Part of the consolidation of the civilian space effort also went into developing the critical communications infrastructure that would be needed to maintain contact and control of future space probes. For the early Explorer missions, the Army’s Jet Propulsion Laboratory (JPL) at the California Institute of Technology (Caltech) had deployed portable radio tracking stations in California, Singapore, and Nigeria to maintain constant communication with the missions as they circled the globe. When control of JPL was transferred to NASA in late 1958, and JPL was assigned the leading role in coordinating an ambitious program of future robotic space missions, it became clear that a more permanent communications solution would be needed.
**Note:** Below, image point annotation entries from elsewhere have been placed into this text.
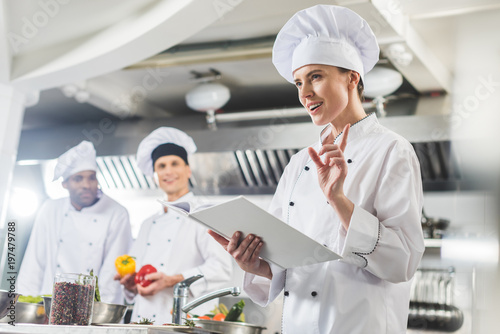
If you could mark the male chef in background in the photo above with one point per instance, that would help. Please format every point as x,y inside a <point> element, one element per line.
<point>87,230</point>
<point>174,244</point>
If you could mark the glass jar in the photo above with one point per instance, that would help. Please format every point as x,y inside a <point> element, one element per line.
<point>72,300</point>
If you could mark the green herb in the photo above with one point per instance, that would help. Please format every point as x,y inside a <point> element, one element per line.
<point>189,323</point>
<point>97,296</point>
<point>30,299</point>
<point>235,311</point>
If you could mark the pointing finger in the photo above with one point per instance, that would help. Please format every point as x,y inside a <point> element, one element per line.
<point>343,143</point>
<point>315,157</point>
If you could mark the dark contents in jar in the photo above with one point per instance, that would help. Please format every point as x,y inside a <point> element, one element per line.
<point>71,304</point>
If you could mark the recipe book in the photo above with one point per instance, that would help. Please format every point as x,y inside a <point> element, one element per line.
<point>283,245</point>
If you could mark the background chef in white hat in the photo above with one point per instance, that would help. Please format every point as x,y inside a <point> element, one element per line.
<point>357,190</point>
<point>175,245</point>
<point>84,231</point>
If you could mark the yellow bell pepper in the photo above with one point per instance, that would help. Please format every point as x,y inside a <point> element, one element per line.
<point>125,264</point>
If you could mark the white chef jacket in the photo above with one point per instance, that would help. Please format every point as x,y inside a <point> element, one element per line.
<point>64,240</point>
<point>174,244</point>
<point>368,290</point>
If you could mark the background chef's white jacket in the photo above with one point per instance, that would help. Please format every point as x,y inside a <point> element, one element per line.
<point>64,240</point>
<point>174,244</point>
<point>368,290</point>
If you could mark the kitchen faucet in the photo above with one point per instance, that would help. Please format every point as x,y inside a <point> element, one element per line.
<point>181,290</point>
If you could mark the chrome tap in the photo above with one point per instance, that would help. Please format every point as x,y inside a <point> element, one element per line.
<point>181,290</point>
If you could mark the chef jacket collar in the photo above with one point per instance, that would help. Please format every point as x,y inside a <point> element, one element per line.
<point>87,208</point>
<point>357,129</point>
<point>189,197</point>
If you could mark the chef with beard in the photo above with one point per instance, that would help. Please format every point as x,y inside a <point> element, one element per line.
<point>87,230</point>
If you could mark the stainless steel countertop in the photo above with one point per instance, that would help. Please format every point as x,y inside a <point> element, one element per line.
<point>115,329</point>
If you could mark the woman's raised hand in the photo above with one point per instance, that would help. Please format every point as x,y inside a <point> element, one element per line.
<point>331,172</point>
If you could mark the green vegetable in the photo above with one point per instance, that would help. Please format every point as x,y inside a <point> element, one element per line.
<point>97,296</point>
<point>235,311</point>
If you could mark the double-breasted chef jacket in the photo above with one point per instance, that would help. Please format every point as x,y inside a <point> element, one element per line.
<point>367,291</point>
<point>64,240</point>
<point>174,244</point>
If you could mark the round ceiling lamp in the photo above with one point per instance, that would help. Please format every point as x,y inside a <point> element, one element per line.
<point>208,97</point>
<point>380,82</point>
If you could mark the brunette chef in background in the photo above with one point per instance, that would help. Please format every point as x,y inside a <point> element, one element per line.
<point>357,190</point>
<point>87,230</point>
<point>175,245</point>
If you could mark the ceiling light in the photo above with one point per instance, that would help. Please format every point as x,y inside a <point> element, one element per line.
<point>398,54</point>
<point>381,81</point>
<point>208,97</point>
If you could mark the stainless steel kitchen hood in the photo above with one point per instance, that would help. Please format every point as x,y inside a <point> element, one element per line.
<point>257,171</point>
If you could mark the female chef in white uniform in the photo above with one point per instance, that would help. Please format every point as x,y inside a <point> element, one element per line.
<point>357,191</point>
<point>175,245</point>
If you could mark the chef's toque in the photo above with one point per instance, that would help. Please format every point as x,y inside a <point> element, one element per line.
<point>161,142</point>
<point>325,35</point>
<point>77,159</point>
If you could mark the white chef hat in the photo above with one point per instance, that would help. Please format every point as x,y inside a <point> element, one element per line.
<point>326,35</point>
<point>77,159</point>
<point>163,141</point>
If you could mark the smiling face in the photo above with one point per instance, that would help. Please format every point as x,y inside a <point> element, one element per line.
<point>173,176</point>
<point>82,188</point>
<point>325,91</point>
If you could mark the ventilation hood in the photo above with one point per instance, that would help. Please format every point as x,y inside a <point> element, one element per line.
<point>236,159</point>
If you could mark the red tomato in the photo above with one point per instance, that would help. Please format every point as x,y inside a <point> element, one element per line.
<point>139,277</point>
The solution was to establish the Deep Space Network (DSN), a set of small, medium, and large radio telescopes spaced roughly equally around the world so that they could remain in constant contact with NASA’s space missions. DSN stations were established in Goldstone, California; near Madrid, Spain; and in Canberra, Australia, and each was outfitted with one large (230 feet [70 meters]) and several smaller (112 feet [34 meters]) radio telescopes and their transmitters and other equipment.
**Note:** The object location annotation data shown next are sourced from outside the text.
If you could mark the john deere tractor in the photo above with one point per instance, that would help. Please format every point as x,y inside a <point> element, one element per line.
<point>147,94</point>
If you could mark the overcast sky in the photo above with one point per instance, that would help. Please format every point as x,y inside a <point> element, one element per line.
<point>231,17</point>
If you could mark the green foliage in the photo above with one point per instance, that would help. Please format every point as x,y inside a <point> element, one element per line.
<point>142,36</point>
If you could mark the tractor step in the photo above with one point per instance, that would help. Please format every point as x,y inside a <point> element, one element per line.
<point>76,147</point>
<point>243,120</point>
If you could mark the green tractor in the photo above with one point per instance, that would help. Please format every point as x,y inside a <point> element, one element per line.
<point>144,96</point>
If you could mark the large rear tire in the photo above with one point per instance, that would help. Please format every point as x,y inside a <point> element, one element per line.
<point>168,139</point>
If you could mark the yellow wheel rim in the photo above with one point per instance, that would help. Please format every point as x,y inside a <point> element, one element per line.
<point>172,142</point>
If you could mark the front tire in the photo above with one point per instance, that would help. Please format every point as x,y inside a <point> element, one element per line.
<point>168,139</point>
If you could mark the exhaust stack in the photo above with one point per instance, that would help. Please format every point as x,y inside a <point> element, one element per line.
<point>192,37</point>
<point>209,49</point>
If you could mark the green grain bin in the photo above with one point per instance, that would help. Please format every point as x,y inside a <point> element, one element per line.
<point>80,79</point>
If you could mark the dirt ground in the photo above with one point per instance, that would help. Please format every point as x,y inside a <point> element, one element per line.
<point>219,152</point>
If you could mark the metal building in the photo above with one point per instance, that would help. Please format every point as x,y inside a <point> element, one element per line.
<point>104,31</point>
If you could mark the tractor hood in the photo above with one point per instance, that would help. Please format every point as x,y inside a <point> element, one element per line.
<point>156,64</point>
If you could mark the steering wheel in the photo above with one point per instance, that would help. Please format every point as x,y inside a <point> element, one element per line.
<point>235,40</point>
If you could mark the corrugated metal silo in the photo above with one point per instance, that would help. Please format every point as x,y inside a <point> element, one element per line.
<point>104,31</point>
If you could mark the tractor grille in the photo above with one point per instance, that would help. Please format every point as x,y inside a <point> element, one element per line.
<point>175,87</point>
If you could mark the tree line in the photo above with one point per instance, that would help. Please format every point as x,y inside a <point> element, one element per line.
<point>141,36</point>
The DSN is the Earth’s switchboard, the solar system’s hub of interplanetary radio communications. Twenty-four hours a day, seven days a week, the stations and their dedicated and tireless staff collect data from, command, and sometimes even rescue civilian spacecraft that are part of what is today an incredible armada of more than 60 (soon increasing to more than 90) active Earth and planetary missions being run by NASA and other international space agencies.